Guilherme foi sequestrado na madrugada de 14 de junho de 2020, um domingo. Um vídeo descoberto pela família do jovem foi decisivo na investigação. As imagens mostram que ele conversava com um amigo na entrada do parque linear ao lado da casa de sua avó à 1h55. Esse amigo se despede, e, em seguida, aparecem dois homens, que a polícia identificou como Adriano e Gilberto. A partir de então, Guilherme não é mais visto.

Segundo apurado pela família e confirmado pela investigação do DHPP, um grupo de jovens do bairro havia entrado no terreno administrado pela empresa Globalsan, conhecido na região como o terreno da Sabesp, para, dali, acessar os fundos de um supermercado atacadista, onde ficava um contêiner de comida vencida, descartada pelo estabelecimento.

Nada foi roubado, mas um segurança do terreno, ao ver a movimentação, se assustou e, pensando se tratar de um furto, acionou Adriano, dono da empresa de segurança que atendia a Globalsan.

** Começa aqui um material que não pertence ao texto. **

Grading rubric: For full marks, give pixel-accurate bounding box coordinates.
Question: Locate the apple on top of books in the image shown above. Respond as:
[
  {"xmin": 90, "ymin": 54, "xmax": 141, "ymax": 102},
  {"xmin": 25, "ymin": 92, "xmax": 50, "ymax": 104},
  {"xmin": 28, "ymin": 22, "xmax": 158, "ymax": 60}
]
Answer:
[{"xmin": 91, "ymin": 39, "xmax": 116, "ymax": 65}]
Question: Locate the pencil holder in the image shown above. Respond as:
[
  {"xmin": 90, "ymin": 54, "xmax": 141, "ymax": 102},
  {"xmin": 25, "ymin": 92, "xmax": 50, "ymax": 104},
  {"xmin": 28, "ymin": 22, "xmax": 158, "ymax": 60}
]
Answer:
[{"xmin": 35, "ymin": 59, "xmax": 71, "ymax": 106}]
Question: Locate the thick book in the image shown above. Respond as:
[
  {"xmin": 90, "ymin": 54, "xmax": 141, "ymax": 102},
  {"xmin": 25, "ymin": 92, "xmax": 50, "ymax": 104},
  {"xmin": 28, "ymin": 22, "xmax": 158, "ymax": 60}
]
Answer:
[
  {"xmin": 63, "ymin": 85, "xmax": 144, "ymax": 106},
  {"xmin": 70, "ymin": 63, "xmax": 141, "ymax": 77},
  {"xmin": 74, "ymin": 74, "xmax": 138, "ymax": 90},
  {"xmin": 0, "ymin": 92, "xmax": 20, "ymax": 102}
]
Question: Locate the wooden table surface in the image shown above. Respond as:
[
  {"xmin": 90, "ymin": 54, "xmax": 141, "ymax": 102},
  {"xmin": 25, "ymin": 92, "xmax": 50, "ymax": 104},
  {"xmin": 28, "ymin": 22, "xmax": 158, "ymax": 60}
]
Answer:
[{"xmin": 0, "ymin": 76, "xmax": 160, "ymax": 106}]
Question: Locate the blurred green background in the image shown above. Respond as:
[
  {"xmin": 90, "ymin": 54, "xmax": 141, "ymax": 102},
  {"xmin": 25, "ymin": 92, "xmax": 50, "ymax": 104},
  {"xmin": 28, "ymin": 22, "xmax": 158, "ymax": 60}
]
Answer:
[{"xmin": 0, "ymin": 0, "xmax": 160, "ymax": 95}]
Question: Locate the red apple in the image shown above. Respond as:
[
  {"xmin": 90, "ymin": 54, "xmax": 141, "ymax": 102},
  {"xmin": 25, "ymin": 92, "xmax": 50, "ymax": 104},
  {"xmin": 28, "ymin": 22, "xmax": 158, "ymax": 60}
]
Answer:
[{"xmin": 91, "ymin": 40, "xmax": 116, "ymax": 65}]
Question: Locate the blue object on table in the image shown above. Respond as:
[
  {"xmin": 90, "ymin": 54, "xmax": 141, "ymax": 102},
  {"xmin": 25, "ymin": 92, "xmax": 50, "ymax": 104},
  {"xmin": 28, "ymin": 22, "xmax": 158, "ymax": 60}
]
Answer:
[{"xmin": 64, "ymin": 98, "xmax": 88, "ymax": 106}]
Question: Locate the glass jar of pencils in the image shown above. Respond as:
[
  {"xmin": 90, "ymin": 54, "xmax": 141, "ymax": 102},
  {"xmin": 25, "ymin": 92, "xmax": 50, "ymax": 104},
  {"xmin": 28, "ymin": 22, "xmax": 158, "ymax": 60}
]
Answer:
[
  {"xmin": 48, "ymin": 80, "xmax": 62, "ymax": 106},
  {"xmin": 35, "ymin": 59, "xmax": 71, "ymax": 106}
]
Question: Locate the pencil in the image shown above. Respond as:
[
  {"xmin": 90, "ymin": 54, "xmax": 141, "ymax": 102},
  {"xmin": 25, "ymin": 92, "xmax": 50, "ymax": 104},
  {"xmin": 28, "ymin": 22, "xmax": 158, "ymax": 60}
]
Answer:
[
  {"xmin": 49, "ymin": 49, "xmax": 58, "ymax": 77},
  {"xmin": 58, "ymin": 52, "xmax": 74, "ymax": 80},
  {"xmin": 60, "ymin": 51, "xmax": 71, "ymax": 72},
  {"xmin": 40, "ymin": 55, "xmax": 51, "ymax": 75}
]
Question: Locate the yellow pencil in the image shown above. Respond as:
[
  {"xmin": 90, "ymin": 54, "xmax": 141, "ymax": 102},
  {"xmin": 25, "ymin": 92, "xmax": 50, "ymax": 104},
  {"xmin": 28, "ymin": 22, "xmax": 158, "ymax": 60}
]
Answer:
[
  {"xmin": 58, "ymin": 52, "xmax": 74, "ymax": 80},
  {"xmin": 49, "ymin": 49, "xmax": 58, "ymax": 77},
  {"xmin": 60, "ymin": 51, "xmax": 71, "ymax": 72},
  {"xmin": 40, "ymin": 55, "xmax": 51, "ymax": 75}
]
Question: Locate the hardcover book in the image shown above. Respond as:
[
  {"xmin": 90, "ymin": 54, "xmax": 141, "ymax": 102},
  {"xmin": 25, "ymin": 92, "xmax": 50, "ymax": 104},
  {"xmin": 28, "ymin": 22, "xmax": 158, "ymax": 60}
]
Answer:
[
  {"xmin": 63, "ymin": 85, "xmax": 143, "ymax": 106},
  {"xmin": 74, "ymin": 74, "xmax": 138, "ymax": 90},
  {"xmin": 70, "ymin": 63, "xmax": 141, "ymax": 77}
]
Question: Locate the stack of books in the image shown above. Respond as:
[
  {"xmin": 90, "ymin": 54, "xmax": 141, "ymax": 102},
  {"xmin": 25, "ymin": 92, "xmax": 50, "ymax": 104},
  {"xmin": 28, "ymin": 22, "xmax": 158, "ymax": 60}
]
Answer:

Segundo o depoimento desse segurança, que está no programa de proteção a testemunhas, Adriano disse que resolveria o problema.

A polícia suspeita que Guilherme foi sequestrado, torturado e morto por engano ou para intimidar que moradores do bairro entrassem novamente no terreno da Globalsan. Segundo a polícia, Guilherme não tem qualquer relação com a invasão. O menino que viu o sequestro de Guilherme participou da invasão, segundo a mãe da vítima.

O corpo de Guilherme foi encontrado na segunda-feira, 15 de junho. Logo, a notícia da morte de um inocente negro e querido pela comunidade se espalhou e desencadeou uma onda de protestos. Vários ônibus foram incendiados nos dias 15 e 16 daquele mês.

Protesto realizado por amigos e familiares de Guilherme Guedes no dia da missa de 7° dia, em 21 de junho de 2020. | Foto: Pedro Borges/Alma Preta JornalismoProtesto realizado por amigos e familiares de Guilherme Guedes no dia da missa de 7° dia, em 21 de junho de 2020. | Foto: Pedro Borges/Alma Preta Jornalismo

Após os protestos, o caso, inicialmente ignorado pelas autoridades, foi rapidamente solucionado pelo DHPP, com apoio da corregedoria da PM. O sargento Adriano foi preso em junho de 2020.

Em agosto do ano passado, Adriano e Gilberto foram denunciados pelo MP por homicídio duplamente qualificado e ambos tornaram-se réus em decisão judicial do mesmo mês, que também determinou a prisão preventiva de ambos. Faltava, contudo, a prisão de Gilberto, o que ocorreu no último dia 13 de maio, em Peruíbe, Litoral Sul de São Paulo.

Os advogados de Adriano afirmam que o sargento admite ser um dos homens que aparece no vídeo, mas que ele nega a autoria do crime. A defesa de Gilberto Eric não foi localizada. Segundo o DHPP, ele é suspeito de outros 49 homicídios.

Para fontes ligadas à investigação do caso, a prova é farta para a obtenção da condenação e não será necessário chamar a criança para depor no julgamento. Além do vídeo e do depoimento da testemunha sob proteção, a perícia técnica localizou impressões digitais de Gilberto em um veículo em nome do filho de Adriano, usado pelo sargento na noite do crime.

Em março, a Justiça de São Paulo definiu que Adriano será submetido a júri popular. O julgamento está marcado para o dia 13 de outubro, no Fórum da Barra Funda, em São Paulo, e a Justiça reservou dois dias para o júri. O processo de Gilberto foi separado do de Adriano em virtude do período em que ele ficou foragido. O caso dele ainda não chegou à fase de pronúncia, na qual é definido se o réu irá ou não à júri popular.